President-elect Claudine Gay Announces Interim Deans

Appointments for engineering and public health schools, extension of divinity school dean’s tenure

Michael Smith, Jane Kim, and David Hempton

Michael Smith, Jane Kim, and David Hempton

Montage and photographs of schools by Niko Yaitanes/Harvard Magazine; Headshots (from left): Photograph courtesy of Michael Smith; photograph courtesy of Harvard T.H. Chan School of Public Health; photograph by Justin Knight

When Harvard President-elect Claudine Gay was chosen in December to become the University’s next president, she inherited a search to fill four open deanships.

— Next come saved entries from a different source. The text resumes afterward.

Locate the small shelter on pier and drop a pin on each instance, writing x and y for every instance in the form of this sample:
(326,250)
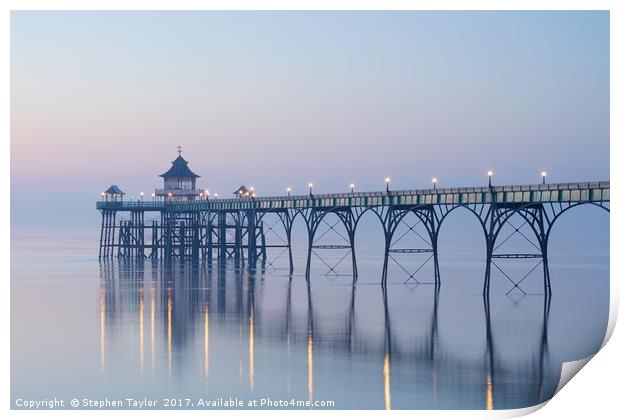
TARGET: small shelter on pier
(179,181)
(113,194)
(241,192)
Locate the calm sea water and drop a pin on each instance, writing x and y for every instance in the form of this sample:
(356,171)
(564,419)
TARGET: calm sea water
(120,329)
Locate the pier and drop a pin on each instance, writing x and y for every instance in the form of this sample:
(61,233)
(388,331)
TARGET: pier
(191,224)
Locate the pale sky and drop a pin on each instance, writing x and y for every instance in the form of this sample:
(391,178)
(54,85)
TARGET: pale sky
(277,99)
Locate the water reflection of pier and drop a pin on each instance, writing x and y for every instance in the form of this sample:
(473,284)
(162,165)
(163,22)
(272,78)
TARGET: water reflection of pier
(177,314)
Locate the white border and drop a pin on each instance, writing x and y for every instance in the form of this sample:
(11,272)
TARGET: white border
(593,394)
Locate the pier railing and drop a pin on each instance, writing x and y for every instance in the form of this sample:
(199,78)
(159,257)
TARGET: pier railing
(532,193)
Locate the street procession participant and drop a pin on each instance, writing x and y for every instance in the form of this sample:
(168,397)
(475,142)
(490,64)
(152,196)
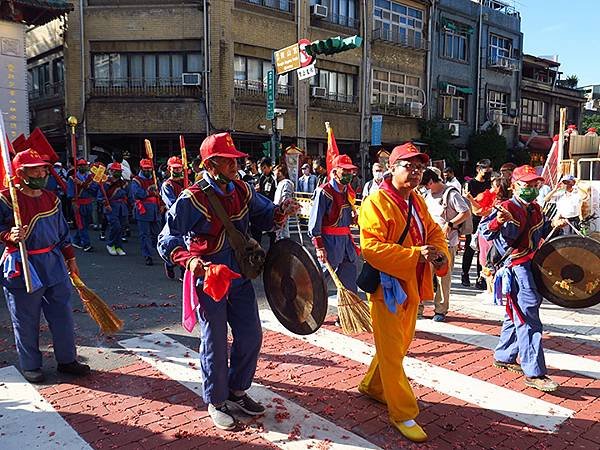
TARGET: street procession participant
(408,264)
(193,237)
(51,258)
(519,226)
(329,224)
(116,213)
(169,192)
(82,191)
(146,210)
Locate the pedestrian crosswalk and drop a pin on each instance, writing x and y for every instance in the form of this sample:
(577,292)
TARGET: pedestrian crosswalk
(308,384)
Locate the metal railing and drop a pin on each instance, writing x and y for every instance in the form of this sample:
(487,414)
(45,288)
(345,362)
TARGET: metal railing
(258,89)
(141,87)
(278,5)
(380,34)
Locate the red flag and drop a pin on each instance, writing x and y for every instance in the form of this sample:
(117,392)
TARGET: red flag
(332,150)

Divinity School dean David HemptonSchool of Public Health dean Michelle Williams, and School of Engineering and Applied Sciences dean Frances Doyle had announced plans to depart at the end of the academic year—and as Faculty of Arts and Sciences (FAS) dean, Gay had to find her own successor, too.

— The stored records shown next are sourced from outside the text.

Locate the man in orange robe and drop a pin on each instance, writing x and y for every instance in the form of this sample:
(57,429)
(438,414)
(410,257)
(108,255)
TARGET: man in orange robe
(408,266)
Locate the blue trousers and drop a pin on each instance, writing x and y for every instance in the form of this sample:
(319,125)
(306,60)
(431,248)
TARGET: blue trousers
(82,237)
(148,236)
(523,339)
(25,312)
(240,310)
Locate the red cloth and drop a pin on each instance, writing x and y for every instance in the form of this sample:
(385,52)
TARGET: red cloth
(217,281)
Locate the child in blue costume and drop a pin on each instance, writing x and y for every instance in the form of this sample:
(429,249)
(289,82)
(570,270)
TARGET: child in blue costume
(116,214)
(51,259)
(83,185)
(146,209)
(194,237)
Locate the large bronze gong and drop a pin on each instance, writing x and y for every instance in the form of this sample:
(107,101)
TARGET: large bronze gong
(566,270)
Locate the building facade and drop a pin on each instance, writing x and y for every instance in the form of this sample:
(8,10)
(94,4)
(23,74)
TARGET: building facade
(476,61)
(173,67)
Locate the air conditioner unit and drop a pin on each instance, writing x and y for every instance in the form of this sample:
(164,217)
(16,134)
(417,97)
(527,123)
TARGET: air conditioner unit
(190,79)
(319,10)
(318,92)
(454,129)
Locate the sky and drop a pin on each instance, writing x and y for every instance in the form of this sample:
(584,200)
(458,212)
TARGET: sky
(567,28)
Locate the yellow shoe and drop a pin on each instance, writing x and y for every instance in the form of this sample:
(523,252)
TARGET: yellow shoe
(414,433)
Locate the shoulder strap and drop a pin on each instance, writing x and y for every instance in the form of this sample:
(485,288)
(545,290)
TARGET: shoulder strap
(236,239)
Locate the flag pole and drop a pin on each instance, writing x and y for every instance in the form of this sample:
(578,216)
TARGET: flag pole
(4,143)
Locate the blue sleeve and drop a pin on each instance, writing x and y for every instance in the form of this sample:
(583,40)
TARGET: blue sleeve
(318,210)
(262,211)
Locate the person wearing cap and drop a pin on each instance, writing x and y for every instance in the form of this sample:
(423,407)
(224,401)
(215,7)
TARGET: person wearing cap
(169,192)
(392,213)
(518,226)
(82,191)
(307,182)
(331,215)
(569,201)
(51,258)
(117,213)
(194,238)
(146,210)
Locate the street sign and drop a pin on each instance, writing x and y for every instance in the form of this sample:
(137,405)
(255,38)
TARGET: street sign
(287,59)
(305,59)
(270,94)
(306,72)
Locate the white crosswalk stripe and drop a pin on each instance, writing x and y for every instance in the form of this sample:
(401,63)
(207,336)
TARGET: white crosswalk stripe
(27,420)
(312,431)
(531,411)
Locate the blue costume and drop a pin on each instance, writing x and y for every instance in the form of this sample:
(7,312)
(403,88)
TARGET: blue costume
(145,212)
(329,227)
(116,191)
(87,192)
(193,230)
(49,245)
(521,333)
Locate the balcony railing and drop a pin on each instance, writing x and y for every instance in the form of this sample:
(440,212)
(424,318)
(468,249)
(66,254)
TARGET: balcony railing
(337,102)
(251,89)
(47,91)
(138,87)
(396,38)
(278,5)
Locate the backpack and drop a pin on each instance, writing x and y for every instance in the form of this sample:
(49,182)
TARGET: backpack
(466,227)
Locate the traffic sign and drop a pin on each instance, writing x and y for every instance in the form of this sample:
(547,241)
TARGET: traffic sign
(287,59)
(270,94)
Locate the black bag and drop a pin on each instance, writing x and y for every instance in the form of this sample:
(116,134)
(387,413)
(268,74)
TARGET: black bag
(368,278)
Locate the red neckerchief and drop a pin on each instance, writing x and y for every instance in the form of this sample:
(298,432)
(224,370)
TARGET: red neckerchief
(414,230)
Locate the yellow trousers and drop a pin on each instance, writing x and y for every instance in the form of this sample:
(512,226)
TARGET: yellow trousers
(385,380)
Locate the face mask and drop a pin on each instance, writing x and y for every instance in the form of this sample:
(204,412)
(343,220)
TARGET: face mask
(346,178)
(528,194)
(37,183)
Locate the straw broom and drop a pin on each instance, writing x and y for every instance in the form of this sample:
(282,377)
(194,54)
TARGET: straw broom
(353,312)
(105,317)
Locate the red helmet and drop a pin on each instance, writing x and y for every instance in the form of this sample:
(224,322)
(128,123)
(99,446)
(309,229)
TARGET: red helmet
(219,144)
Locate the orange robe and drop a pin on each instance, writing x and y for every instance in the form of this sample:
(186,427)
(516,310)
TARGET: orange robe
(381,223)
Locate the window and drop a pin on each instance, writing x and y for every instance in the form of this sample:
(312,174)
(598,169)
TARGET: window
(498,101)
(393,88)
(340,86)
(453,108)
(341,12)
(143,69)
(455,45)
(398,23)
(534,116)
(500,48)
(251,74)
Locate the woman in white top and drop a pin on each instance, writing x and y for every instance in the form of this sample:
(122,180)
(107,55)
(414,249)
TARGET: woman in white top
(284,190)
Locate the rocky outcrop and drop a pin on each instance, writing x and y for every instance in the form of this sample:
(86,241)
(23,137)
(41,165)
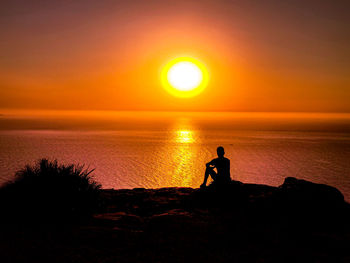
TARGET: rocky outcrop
(298,221)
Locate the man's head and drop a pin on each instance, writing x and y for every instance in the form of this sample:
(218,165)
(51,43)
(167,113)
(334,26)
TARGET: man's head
(220,150)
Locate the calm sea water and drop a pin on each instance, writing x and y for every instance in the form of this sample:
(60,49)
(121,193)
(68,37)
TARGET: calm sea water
(170,149)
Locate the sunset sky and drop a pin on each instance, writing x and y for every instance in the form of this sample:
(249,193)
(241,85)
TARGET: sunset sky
(107,55)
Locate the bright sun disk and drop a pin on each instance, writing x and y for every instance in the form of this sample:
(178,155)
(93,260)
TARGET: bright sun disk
(184,77)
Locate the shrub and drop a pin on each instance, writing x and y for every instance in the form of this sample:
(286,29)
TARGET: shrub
(51,192)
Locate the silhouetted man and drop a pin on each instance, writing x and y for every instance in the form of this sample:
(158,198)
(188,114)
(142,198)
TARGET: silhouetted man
(222,165)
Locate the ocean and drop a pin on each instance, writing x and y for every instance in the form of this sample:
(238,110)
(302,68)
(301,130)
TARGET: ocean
(163,149)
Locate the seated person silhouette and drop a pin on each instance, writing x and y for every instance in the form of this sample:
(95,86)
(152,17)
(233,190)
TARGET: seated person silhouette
(222,165)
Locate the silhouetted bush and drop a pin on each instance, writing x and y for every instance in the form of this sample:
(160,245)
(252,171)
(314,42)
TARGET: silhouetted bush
(51,192)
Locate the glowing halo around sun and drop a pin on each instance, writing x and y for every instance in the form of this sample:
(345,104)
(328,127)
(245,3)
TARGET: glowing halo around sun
(184,77)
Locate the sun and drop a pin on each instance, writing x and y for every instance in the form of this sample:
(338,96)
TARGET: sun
(184,77)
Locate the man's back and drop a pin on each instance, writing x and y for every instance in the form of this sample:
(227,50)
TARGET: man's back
(222,165)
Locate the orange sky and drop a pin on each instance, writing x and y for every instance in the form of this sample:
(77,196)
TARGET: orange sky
(107,55)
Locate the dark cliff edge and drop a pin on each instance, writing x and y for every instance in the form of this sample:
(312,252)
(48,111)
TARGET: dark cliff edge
(298,221)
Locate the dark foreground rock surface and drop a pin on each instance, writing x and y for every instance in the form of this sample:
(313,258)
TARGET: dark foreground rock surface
(297,222)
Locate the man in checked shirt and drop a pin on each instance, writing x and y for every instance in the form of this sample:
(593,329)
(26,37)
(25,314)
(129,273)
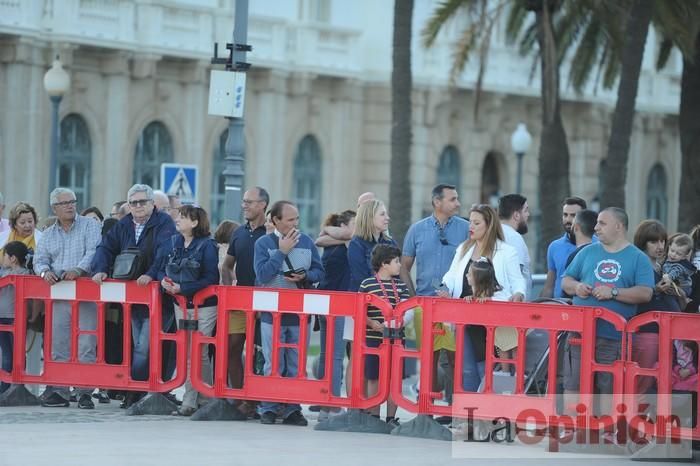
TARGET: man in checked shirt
(64,252)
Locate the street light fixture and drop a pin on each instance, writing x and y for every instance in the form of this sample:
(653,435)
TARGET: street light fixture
(56,83)
(520,142)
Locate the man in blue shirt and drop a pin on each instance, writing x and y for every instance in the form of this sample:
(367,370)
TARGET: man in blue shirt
(432,243)
(560,249)
(284,259)
(613,274)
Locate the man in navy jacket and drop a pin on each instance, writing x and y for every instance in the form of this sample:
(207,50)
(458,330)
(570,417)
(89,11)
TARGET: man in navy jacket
(150,230)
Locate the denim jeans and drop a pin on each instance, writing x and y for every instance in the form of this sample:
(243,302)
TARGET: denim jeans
(288,363)
(338,354)
(472,371)
(6,345)
(140,336)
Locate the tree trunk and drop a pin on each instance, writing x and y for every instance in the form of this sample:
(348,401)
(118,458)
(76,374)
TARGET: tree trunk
(553,181)
(401,134)
(689,128)
(615,176)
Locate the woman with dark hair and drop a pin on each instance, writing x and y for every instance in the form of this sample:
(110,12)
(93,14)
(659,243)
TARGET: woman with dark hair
(337,278)
(191,266)
(485,241)
(650,237)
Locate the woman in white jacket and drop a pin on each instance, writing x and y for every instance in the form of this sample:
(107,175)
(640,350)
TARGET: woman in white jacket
(485,240)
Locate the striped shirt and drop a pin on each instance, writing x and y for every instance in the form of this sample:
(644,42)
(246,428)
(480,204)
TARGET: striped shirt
(394,291)
(59,250)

In recent weeks, interim arrangements to cover the three vacancies other than the FAS deanship itself have been announced. 

Gay announced the appointments of computer science professor Michael Smith as interim dean of the School of Engineering and Applied Sciences (SEAS), and health economics professor Jane Kim as interim dean of the School of Public Health (HSPH). She also announced that Hempton will continue to lead the Divinity School (HDS) through August.

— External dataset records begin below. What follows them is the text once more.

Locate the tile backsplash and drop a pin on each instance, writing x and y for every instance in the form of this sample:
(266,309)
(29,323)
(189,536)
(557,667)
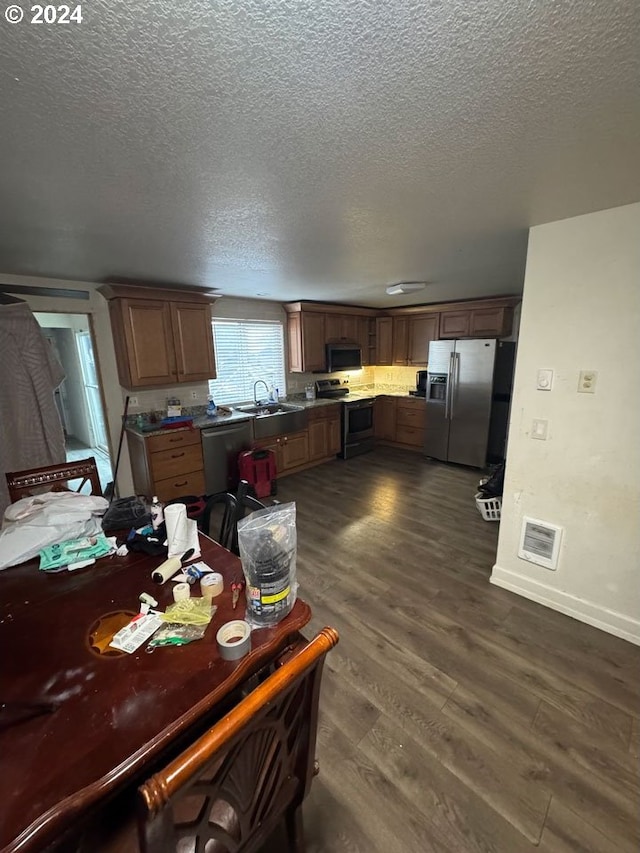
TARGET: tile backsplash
(381,380)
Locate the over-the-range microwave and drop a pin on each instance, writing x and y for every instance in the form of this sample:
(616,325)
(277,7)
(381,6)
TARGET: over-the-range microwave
(343,357)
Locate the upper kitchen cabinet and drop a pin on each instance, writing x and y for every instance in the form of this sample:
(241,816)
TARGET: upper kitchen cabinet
(341,327)
(484,321)
(400,339)
(422,330)
(306,336)
(384,340)
(367,339)
(311,325)
(161,337)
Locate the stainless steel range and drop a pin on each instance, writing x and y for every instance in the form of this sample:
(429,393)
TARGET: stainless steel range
(357,417)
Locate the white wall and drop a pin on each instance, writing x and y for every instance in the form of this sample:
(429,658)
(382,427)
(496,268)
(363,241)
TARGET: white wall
(581,311)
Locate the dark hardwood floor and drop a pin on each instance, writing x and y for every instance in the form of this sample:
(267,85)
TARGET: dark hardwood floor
(455,716)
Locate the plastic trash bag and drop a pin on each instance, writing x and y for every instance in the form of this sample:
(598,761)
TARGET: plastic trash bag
(268,548)
(33,523)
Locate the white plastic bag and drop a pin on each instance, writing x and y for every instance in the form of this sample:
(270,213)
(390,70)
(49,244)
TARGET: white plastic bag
(268,547)
(32,523)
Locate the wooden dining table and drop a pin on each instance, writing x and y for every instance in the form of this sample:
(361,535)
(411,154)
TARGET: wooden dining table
(78,725)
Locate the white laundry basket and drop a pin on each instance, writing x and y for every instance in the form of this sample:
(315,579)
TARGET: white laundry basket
(489,508)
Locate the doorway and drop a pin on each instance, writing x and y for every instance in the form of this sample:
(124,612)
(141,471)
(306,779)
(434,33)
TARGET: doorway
(79,397)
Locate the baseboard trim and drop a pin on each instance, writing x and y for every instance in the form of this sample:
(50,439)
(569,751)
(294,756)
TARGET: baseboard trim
(578,608)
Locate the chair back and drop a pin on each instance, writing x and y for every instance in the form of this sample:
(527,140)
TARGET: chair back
(228,522)
(228,791)
(22,484)
(235,508)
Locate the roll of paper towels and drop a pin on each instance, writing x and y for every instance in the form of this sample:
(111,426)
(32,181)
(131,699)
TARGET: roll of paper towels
(182,531)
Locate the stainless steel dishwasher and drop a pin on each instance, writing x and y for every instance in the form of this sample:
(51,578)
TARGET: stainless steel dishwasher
(220,448)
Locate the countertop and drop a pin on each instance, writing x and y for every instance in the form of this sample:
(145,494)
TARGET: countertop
(205,422)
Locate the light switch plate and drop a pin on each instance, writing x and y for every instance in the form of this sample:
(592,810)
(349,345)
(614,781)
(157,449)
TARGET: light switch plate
(539,429)
(545,379)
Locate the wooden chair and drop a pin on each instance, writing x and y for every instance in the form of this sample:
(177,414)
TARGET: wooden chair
(235,508)
(227,524)
(54,478)
(228,791)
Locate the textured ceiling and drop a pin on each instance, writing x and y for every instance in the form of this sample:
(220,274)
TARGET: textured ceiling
(313,150)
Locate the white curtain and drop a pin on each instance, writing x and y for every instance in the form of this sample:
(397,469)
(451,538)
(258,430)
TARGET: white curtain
(31,433)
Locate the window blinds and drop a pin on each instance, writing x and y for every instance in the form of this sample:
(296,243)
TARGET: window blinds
(245,352)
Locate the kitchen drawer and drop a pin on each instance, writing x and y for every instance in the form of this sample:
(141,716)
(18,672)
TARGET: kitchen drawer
(411,417)
(179,486)
(178,460)
(171,439)
(410,435)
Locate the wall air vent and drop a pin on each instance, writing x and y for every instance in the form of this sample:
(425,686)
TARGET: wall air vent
(540,543)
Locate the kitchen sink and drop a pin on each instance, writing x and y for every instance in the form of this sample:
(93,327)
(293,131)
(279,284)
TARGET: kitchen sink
(275,418)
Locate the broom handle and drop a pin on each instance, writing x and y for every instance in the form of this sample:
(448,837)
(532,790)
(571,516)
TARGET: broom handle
(122,426)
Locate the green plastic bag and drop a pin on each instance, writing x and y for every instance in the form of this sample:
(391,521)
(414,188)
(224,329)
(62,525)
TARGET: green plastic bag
(56,558)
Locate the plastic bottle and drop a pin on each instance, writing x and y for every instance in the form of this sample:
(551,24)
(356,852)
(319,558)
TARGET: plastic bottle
(157,512)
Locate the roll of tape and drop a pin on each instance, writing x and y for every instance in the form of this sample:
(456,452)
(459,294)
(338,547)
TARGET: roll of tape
(234,640)
(181,591)
(211,585)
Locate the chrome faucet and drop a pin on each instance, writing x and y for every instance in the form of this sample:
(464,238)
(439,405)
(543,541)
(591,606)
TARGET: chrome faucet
(255,396)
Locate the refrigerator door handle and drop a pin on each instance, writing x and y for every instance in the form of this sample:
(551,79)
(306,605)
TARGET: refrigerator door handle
(447,396)
(453,381)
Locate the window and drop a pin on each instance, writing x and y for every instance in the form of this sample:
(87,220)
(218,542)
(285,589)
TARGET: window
(246,351)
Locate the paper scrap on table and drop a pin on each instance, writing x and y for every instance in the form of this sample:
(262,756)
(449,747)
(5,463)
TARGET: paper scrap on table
(137,632)
(182,531)
(196,571)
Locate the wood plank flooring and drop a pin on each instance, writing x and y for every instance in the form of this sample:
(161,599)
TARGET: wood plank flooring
(455,716)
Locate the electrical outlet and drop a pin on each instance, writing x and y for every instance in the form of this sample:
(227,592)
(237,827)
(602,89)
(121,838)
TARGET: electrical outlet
(587,382)
(539,429)
(545,379)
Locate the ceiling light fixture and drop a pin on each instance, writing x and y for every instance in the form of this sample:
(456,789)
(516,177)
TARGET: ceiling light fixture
(405,287)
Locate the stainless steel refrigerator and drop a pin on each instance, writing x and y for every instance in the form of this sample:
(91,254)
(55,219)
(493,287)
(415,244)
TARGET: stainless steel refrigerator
(469,386)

Michael Smith Appointed SEAS Interim Dean

Michael D. Smith, Harvard University Distinguished Service Professor and Finley professor of engineering and applied sciences, will serve as SEAS interim dean beginning July 1. Smith served as FAS dean from 2007 to 2018, and appointed Gay as dean of social science in 2015. President Lawrence S. Bacow appointed Gay as Smith’s successor.

“Mike led the FAS with consummate skill to financial strength and stability, growth and increased diversity in the faculty, an improved and refined tenure-track system, a renewed emphasis on teaching excellence, renewal in the House system, and much more,” wrote Gay in an email to SEAS affiliates Tuesday, adding that she is “grateful for Mike’s service in this role and confident that he will lead SEAS well, as the search for a permanent SEAS dean continues.”

Jane Kim Appointed SPH Interim Dean

Li professor of health economics Jane Kim, dean for academic affairs at the public health school, will serve as interim dean beginning July 1, Gay announced in early May.

Kim, a member of the department of health policy and management and the Center for Health Decision Science, succeeds Michelle Williams, who served as HSPH dean for seven years. 

After obtaining a master’s degree in health policy and management from HSPH in 2001, Kim earned a Harvard doctorate in health policy and decision sciences in 2005. In 2006, she joined the school as a professor, focusing her research on applying mathematical models to women’s health policy issues—for example, evaluating the cost-effectiveness of screening methods for cervical cancer in different countries. She also co-chaired the school’s Faculty Council and the Committee on the Advancement of Women Faculty, among other committee and academic assignments.

Gay wrote in a May 4 email to school affiliates that “Jane is a highly regarded colleague, mentor, and leader” and expressed thanks to Kim for “assuming a vital leadership role as our search for a permanent dean continues.”

HDS Dean David Hempton’s Service Extended

David Hempton will continue to lead HDS through August 31 as the search for his successor continues, Gay announced in early May.

Hempton, who became a professor at HDS in 2007 and dean of the faculty in 2012, announced last October that he will step down from his position, with plans to conclude his tenure at the close of the 2022-23 academic year while maintaining his teaching responsibilities.

In her May 9 email to HDS affiliates, Gay called Hempton “a wonderfully generous colleague.”

“I have always admired the care and skill with which he leads and serves the University,” she wrote. “It is a gift to all of us that he has agreed to prolong his departure.”